7 months, 3 weeks ago

Rendez-vous incontournables du début de l’année, les trois salons de la Foire de Francfort,  Christmasworld, Paperworld et Creativeworld, ont pourtant enregistré un léger recul de leur fréquentation selon les organisateurs. Pour autant,  uniquement pour Paperworld, des nouveautés étaient présentées. Petit tour, non exhaustif

 paperwolrd

 Dates à retenir : les prochains Paperworld et Creativeworld se dérouleront du 30 janvier au 2 février 2021, et Christmasworld du 29 janvier au 2 février 2021.

Christmasworld, Paperworld et Creativeworld ont réuni au total 3 051 exposants de 74 pays, venus présenter leurs produits pour la décoration, la décoration festive, le papier, les fournitures de bureau et la papeterie, ainsi que les articles de loisirs, d'artisanat et d'artistes pour le commerce national et international. Ces trois salons internationaux ont attiré environ 84 000 visiteurs de 163 pays. A titre de comparaison, les trois salons ont reçu en 2019 au total 3 112 exposants de 68 pays (FKM [Association allemande pour le contrôle volontaire des foires et des expositions] certifiés / testés), et 86 796 visiteurs de 161 pays (certifiés / testés FKM).  Dans un communiqué, la Messe Frankfurt note que « la légère baisse du nombre de visiteurs » reflète les tendances de consolidation en cours dans le commerce de détail, « mais est principalement due au chevauchement temporel avec le Nouvel An chinois ». « Outre les thèmes futurs spécifiques au secteur, c'est le haut niveau d'internationalité et la qualité exceptionnelle des visiteurs qui font du trio de salons une plateforme indispensable pour l'industrie et le commerce.
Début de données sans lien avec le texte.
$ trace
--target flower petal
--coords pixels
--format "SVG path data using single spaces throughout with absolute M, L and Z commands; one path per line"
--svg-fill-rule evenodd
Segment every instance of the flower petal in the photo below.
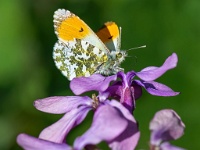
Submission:
M 74 78 L 70 82 L 70 88 L 76 95 L 80 95 L 87 91 L 105 91 L 110 82 L 117 79 L 117 75 L 104 77 L 100 74 L 93 74 L 89 77 Z
M 53 96 L 34 102 L 38 110 L 53 114 L 66 113 L 83 105 L 91 106 L 91 99 L 87 96 Z
M 69 131 L 83 121 L 89 110 L 91 108 L 85 106 L 71 110 L 56 123 L 45 128 L 40 133 L 39 138 L 55 143 L 63 143 Z
M 127 123 L 117 109 L 110 105 L 102 105 L 96 110 L 91 127 L 75 140 L 74 148 L 83 149 L 88 144 L 111 141 L 126 129 Z
M 17 143 L 26 150 L 72 150 L 72 148 L 65 143 L 53 143 L 27 134 L 19 134 L 17 136 Z
M 160 146 L 160 148 L 161 148 L 161 150 L 185 150 L 183 148 L 173 146 L 173 145 L 171 145 L 168 142 L 162 143 L 161 146 Z
M 119 102 L 100 106 L 94 115 L 92 126 L 77 138 L 74 148 L 82 149 L 88 144 L 108 142 L 109 146 L 120 150 L 133 150 L 139 139 L 139 131 L 133 116 Z M 114 106 L 114 107 L 113 107 Z
M 155 82 L 155 81 L 140 81 L 140 80 L 135 80 L 134 81 L 136 84 L 144 87 L 148 93 L 151 95 L 156 95 L 156 96 L 176 96 L 180 94 L 180 92 L 174 92 L 171 88 L 168 86 Z
M 137 72 L 136 75 L 144 81 L 153 81 L 162 76 L 166 71 L 176 67 L 178 57 L 176 53 L 169 56 L 161 67 L 147 67 Z
M 115 139 L 109 142 L 109 146 L 113 149 L 120 150 L 133 150 L 137 146 L 140 138 L 140 132 L 138 130 L 138 125 L 133 115 L 120 103 L 113 100 L 110 104 L 118 110 L 121 111 L 123 116 L 128 119 L 128 126 L 126 129 Z
M 150 123 L 151 144 L 159 145 L 163 141 L 178 139 L 183 135 L 185 125 L 171 109 L 157 112 Z

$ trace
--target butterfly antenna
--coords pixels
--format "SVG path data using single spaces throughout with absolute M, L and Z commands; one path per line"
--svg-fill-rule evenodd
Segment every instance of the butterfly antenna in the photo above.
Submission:
M 145 48 L 145 47 L 146 47 L 146 45 L 139 46 L 139 47 L 133 47 L 133 48 L 130 48 L 130 49 L 126 50 L 126 51 L 130 51 L 130 50 L 133 50 L 133 49 L 139 49 L 139 48 Z

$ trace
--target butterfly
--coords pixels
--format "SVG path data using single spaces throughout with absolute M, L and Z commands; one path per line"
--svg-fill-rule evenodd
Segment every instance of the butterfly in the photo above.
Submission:
M 53 59 L 69 80 L 94 73 L 111 75 L 124 70 L 120 64 L 126 52 L 120 50 L 121 28 L 115 22 L 106 22 L 95 33 L 69 10 L 58 9 L 53 17 L 58 38 Z

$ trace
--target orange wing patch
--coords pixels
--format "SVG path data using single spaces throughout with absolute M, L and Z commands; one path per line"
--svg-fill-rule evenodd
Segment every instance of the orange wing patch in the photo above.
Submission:
M 85 23 L 75 15 L 63 20 L 56 30 L 59 37 L 66 41 L 71 41 L 74 38 L 82 39 L 90 32 Z

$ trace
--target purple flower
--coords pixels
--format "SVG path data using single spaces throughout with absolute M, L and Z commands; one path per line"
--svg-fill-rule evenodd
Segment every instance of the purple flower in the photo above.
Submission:
M 68 145 L 63 145 L 63 143 L 69 131 L 80 124 L 88 111 L 93 109 L 95 114 L 91 128 L 75 140 L 74 149 L 83 149 L 101 141 L 106 141 L 111 149 L 116 149 L 116 147 L 122 150 L 134 149 L 140 136 L 135 119 L 119 102 L 105 98 L 106 96 L 102 94 L 92 98 L 56 96 L 35 101 L 35 107 L 41 111 L 54 114 L 65 113 L 65 115 L 45 128 L 38 139 L 22 134 L 18 137 L 18 143 L 27 149 L 37 147 L 37 145 L 30 145 L 34 140 L 39 146 L 45 144 L 47 147 L 49 145 L 53 148 L 58 146 L 60 149 L 67 147 Z
M 179 92 L 174 92 L 166 85 L 154 81 L 166 71 L 175 68 L 177 62 L 177 55 L 173 53 L 160 67 L 151 66 L 142 69 L 140 72 L 130 71 L 127 74 L 119 72 L 108 77 L 93 74 L 90 77 L 74 78 L 70 83 L 70 87 L 76 95 L 91 90 L 99 91 L 100 94 L 107 94 L 107 96 L 119 99 L 120 103 L 132 112 L 135 108 L 135 100 L 142 95 L 141 87 L 146 89 L 151 95 L 156 96 L 176 96 L 179 94 Z M 135 76 L 140 78 L 140 80 L 133 80 Z M 111 83 L 111 81 L 114 82 Z
M 25 150 L 72 150 L 65 143 L 54 143 L 24 133 L 17 136 L 17 143 Z
M 156 150 L 158 147 L 161 150 L 183 150 L 167 142 L 180 138 L 185 128 L 184 123 L 173 110 L 165 109 L 157 112 L 149 128 L 151 130 L 151 150 Z

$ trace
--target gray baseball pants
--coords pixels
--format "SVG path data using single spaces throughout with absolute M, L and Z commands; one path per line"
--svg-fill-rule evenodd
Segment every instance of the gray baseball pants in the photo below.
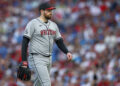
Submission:
M 34 86 L 51 86 L 51 56 L 45 57 L 41 54 L 30 54 L 28 63 L 32 70 L 35 72 Z

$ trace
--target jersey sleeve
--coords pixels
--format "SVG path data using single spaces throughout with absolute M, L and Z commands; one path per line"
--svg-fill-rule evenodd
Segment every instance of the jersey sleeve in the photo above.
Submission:
M 58 26 L 57 26 L 57 25 L 55 25 L 55 26 L 56 26 L 55 40 L 58 40 L 58 39 L 60 39 L 60 38 L 62 38 L 62 37 L 61 37 L 61 34 L 60 34 L 60 31 L 59 31 Z
M 30 39 L 32 37 L 33 32 L 34 32 L 34 25 L 32 22 L 29 22 L 25 28 L 23 36 Z

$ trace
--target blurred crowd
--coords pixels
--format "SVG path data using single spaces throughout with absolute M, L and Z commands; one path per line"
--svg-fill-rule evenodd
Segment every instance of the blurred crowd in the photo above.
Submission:
M 47 0 L 43 0 L 47 1 Z M 0 0 L 0 86 L 33 86 L 16 78 L 26 24 L 42 0 Z M 53 46 L 52 86 L 120 86 L 120 0 L 51 0 L 71 62 Z

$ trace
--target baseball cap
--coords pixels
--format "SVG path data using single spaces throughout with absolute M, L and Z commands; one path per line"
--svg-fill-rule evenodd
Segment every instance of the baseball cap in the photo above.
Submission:
M 51 4 L 49 4 L 48 2 L 42 3 L 39 6 L 39 11 L 40 10 L 54 10 L 56 9 L 54 6 L 52 6 Z

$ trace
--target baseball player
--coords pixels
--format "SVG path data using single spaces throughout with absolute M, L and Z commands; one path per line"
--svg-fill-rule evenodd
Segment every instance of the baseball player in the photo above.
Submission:
M 40 17 L 31 20 L 24 31 L 22 41 L 22 63 L 23 67 L 29 65 L 36 74 L 34 86 L 51 86 L 50 67 L 53 43 L 67 55 L 68 60 L 72 54 L 63 43 L 63 39 L 56 23 L 51 21 L 52 10 L 55 7 L 49 3 L 39 6 Z M 29 57 L 27 59 L 27 47 L 29 43 Z

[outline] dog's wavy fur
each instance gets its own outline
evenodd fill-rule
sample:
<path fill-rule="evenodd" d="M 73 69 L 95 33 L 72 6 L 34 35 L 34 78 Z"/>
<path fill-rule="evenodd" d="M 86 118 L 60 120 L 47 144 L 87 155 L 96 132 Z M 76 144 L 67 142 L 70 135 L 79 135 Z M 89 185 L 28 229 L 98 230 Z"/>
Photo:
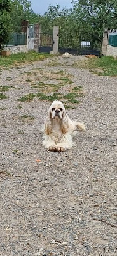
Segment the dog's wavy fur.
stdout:
<path fill-rule="evenodd" d="M 73 146 L 71 135 L 74 131 L 85 131 L 83 123 L 72 121 L 60 101 L 53 101 L 44 125 L 43 145 L 51 151 L 64 152 Z"/>

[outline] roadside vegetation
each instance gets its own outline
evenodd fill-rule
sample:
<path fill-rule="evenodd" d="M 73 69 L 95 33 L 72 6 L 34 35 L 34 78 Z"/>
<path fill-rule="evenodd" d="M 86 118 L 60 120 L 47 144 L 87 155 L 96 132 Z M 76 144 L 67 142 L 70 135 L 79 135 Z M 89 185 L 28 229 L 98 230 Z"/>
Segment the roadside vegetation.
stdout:
<path fill-rule="evenodd" d="M 76 61 L 73 66 L 78 68 L 87 68 L 99 76 L 117 76 L 117 59 L 113 57 L 85 58 Z"/>
<path fill-rule="evenodd" d="M 0 68 L 10 68 L 13 66 L 18 66 L 20 64 L 28 63 L 36 61 L 41 61 L 45 58 L 50 57 L 48 54 L 41 54 L 33 51 L 29 51 L 27 53 L 18 53 L 11 54 L 10 56 L 0 57 Z"/>

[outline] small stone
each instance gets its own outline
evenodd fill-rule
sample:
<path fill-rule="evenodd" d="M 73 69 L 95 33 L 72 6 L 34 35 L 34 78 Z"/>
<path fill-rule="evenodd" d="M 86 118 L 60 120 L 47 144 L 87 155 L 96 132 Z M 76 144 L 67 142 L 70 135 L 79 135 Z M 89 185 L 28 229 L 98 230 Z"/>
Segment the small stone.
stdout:
<path fill-rule="evenodd" d="M 112 144 L 112 146 L 113 146 L 113 147 L 116 146 L 116 143 L 115 142 L 114 142 L 114 143 Z"/>
<path fill-rule="evenodd" d="M 89 195 L 89 197 L 93 197 L 94 195 Z"/>
<path fill-rule="evenodd" d="M 74 165 L 75 166 L 78 166 L 78 162 L 74 162 L 73 164 L 74 164 Z"/>
<path fill-rule="evenodd" d="M 62 244 L 64 246 L 67 246 L 67 244 L 68 244 L 68 243 L 67 243 L 67 242 L 62 242 Z"/>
Nos salons réunissent les acteurs mondiaux des secteurs sous un même toit - à l'ère numérique, ce contact personnel est la clé du succès pour l'ensemble du secteur des biens de consommation », explique Detlef Braun, membre du directoire de Messe Frankfurt. Quoi qu’il en soit,  du côté de Paperword, des grandes entreprises n’exposaient pas cette   année, celles-ci comme Durable, Trodat ou Schneider par exemple,  préférant venir une année sur deux. Cependant,  un nombre demeurent fidèles à ce rendez-vous annuel de la papeterie internationale à l’image du groupe Reiner.

Des empreintes à l’infini

Au premier plan, Pascal Regen, directeur des ventes de Reiner, en compagnie du P-DG de la société.
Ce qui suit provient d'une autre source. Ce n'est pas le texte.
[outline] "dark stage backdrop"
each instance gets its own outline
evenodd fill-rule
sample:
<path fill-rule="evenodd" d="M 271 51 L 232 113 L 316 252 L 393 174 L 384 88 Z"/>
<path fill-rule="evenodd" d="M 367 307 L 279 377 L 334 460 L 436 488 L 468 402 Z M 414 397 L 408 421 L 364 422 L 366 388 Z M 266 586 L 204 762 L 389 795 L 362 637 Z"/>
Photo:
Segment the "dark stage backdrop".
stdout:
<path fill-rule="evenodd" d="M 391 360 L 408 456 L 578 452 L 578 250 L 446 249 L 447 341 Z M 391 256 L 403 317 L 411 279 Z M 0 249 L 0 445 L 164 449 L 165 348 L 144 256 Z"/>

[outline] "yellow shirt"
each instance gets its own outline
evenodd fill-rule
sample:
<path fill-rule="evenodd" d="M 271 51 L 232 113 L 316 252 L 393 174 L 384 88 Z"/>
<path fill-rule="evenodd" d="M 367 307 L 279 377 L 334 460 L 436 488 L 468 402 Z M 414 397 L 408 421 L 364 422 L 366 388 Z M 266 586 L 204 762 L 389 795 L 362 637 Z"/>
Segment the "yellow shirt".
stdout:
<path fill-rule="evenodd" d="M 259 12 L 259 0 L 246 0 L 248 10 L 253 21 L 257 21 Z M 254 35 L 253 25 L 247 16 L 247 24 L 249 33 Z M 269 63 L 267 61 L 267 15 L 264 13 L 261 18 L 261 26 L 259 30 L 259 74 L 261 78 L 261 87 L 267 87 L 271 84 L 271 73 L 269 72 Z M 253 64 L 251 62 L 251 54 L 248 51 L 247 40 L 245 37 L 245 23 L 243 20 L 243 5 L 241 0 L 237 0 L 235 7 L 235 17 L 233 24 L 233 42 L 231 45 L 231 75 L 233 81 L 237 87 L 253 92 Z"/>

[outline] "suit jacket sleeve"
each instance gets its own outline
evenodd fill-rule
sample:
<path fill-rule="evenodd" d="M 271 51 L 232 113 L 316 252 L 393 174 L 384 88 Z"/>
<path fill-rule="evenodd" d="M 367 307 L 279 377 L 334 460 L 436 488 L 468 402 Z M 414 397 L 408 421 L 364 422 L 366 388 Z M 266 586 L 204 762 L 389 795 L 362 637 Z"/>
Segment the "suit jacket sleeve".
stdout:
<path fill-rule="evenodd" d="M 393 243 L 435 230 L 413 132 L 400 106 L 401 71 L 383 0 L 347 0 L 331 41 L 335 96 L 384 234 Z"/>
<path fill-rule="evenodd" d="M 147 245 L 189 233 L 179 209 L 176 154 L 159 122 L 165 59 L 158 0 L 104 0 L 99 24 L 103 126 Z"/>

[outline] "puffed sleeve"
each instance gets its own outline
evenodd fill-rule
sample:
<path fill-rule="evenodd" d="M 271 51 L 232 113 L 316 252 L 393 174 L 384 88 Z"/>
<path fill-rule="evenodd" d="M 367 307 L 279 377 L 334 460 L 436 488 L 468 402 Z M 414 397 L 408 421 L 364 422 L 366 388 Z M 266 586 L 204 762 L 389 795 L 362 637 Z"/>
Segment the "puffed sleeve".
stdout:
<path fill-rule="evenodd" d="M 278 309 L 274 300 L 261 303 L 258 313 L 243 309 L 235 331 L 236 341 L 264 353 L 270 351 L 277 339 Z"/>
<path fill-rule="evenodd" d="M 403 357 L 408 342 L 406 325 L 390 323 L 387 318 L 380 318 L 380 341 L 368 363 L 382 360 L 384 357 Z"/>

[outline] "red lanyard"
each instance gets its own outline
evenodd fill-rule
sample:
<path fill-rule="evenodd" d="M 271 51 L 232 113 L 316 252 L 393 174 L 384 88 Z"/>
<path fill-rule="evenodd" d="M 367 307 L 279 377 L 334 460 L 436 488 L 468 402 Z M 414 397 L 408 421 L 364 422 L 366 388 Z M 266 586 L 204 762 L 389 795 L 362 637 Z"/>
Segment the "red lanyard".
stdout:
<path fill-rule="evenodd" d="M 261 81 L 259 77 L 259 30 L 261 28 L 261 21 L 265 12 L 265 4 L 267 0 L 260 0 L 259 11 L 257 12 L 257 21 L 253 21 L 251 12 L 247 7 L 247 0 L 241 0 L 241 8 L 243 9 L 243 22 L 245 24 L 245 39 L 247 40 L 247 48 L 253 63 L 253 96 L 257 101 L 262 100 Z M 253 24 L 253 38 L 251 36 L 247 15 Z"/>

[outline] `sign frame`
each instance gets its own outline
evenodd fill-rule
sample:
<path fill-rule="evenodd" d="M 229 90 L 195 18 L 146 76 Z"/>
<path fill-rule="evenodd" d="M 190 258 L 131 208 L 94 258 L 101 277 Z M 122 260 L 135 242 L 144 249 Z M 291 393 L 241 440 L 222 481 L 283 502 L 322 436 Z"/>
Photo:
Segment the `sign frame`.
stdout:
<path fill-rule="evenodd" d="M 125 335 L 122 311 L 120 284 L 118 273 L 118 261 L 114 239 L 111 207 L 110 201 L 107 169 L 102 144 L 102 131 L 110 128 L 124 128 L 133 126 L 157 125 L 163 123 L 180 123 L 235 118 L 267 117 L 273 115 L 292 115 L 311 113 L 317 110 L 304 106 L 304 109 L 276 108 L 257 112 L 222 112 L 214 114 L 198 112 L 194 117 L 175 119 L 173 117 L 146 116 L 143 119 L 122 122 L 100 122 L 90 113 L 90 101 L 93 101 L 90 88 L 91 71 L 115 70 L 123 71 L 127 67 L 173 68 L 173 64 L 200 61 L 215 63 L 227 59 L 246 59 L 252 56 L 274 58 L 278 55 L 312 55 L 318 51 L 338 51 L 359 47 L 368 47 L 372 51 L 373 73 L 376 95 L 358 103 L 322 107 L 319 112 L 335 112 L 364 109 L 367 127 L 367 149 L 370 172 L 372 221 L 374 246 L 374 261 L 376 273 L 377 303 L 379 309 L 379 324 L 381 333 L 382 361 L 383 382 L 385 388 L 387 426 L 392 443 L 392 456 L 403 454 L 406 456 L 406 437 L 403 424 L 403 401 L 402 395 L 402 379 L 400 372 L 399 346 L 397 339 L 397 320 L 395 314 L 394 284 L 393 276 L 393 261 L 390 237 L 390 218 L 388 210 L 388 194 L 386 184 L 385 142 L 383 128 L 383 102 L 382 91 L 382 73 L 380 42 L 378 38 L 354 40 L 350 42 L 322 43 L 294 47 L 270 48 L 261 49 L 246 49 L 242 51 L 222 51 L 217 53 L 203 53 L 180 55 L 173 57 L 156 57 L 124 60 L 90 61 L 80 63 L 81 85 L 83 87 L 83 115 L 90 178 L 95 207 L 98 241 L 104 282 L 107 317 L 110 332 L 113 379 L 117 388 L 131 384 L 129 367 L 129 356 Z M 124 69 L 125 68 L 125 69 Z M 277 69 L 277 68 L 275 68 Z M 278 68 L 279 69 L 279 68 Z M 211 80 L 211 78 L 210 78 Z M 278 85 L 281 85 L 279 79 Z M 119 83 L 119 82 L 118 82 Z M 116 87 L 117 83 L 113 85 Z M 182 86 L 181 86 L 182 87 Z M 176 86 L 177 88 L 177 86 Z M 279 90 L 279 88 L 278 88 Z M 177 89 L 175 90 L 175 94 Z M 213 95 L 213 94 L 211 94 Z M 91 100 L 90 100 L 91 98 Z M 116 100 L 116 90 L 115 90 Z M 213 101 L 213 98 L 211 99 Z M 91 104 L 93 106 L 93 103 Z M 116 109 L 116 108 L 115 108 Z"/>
Certes, l’entreprise industrielle allemande Reiner poursuit son développement dans les tampons encreurs traditionnels,  mais pas seulement ;  depuis plusieurs années déjà elle investit fortement dans le marquage électronique avec ses montures en métal Jetstamp. Cet appareil mobile est doté d’une cartouche permettant d’imprimer une empreinte en noir et blanc ou en couleur simplement en plaçant une feuille, ou tout autre support, en dessous cette imprimante particulière. En 2019, Reiner a complété son offre en proposant une application pour smartphone et tablette. La machine peut se  diriger désormais à distance  procurant plus de flexibilité à l’emploi. Et pour 2020 ?  Tout d’abord, de nouvelles teintes plus vives apparaissent notamment une teinte jaune. Celle-ci permet d’imprimer une empreinte sur du verre.  Ensuite, la Jetstamp voit l’arrivée d’un nouveau support. La monture se pose dessus. Avantage : l’utilisateur peut y incérer un document papier pour y apposer un message. Autrement dit,  l’appareil devient une véritable petite imprimante professionnelle. Enfin,  quinze ans après le lancement de la première Jetstamp, une nouvelle génération de machines apparaîtra, les Jetstamp 790. Elles devraient être commercialisées au milieu de cette année. «  Avec ces nouveaux appareils et ces accessoires,  nous élargissons considérablement notre cible de clientèle, remarque avec satisfaction Pascal Regen, directeur des ventes de Reiner. Nous sommes désormais actifs à la fois dans le marquage industriel, celui lié à l’emballage et le marquage pour le bureau. Notre imprimante et sa station de marquage remplacent aisément une vingtaine de tampons encreurs traditionnels. Qui plus est, l’univers Jetstamp permet de créer toutes sortes d’empreintes à l’infini ;  il n’existe pas de limité. » Présente dans quelque 110 pays à travers le monde, l’entreprise Reiner compense ainsi le déclin léger mais constant année après année des produits traditionnels par une solution alliant un savoir faire dans l’usinage de produits en métal et les nouveaux outils numériques. » Et nous allons continuer à développer nos investissements dans Jetstamp »,  assure le directeur des ventes.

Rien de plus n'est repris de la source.